Hey, sorry for the late reply, I've been a bit pre-occupied today and I'm currently fairly drunk.
It's most tractable to use the Boyer-Lindquist form of the metric, for which ##g_{rr}## is seen to diverge whenever ##1-2m/r + a^2/r^2 = 0##. The roots ##r_{\pm}## of this equation correspond to the inner and outer event horizons.
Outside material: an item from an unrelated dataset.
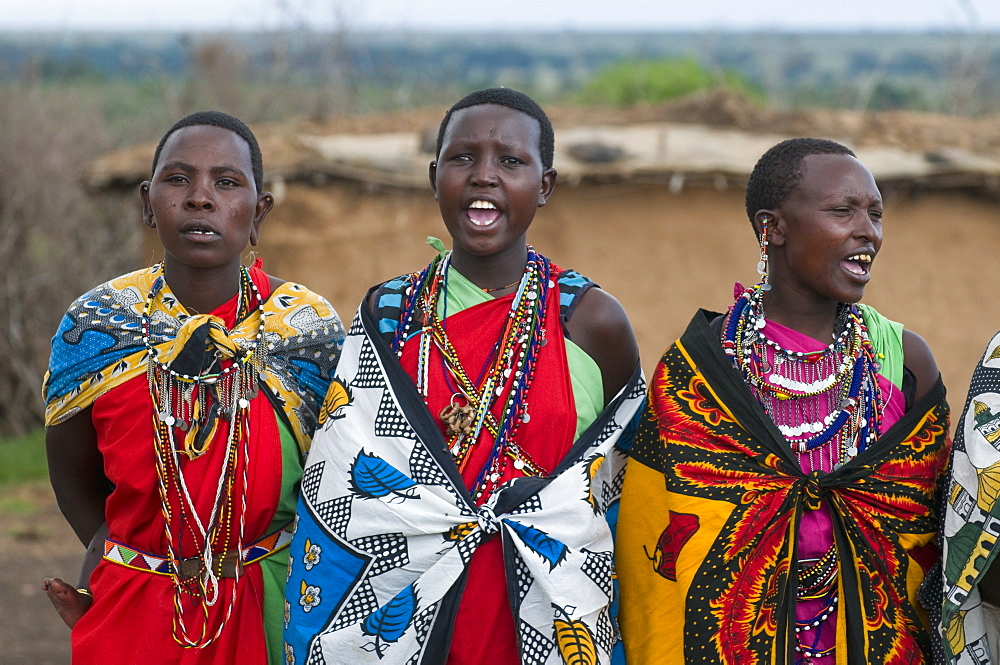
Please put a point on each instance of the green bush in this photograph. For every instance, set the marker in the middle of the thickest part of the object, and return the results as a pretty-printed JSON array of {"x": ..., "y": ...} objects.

One can show that the 3-metric ##\gamma_{ab}## induced on the 3-surfaces ##\Sigma_{\pm}## (defined by ##r = r_{\pm}## respectively, i.e. just put ##dr=0## and ##r=r_{\pm}## in the 4-metric) has vanishing determinant, thereby implying that for any ##p \in \Sigma_{\pm}## there exists a non-zero vector ##v^a## such that ##\gamma_{ab} v^b = 0 \implies \gamma_{ab} v^a v^b = 0 \implies ||v|| = 0##, i.e. a tangent vector to null curves (photon orbits) lying entirely within ##\Sigma_{\pm}##; it should then be clear that null trajectories starting at less than ##r_{+}## do not ever breach ##\Sigma_+##, for example.
As for the ergospheres, they are defined as the region within which it's not possible to remain at fixed spatial ##(r,\theta,\phi)##, for which a necessary condition is that the "still" trajectory (with tangent vector ##u = \partial/\partial t##) is spacelike (and therefore unattainable), ##g_{ab} u^a u^b = g_{tt} u^t u^t > 0 \implies g_{tt} > 0##, i.e.\begin{align*}
\frac{2mr}{r^2 + a^2 \cos^2{\theta}} - 1 > 0
\end{align*}the roots (##r_{\pm}^{\mathrm{e}}##, say) of which define the inner and outer surfaces of the ergosphere.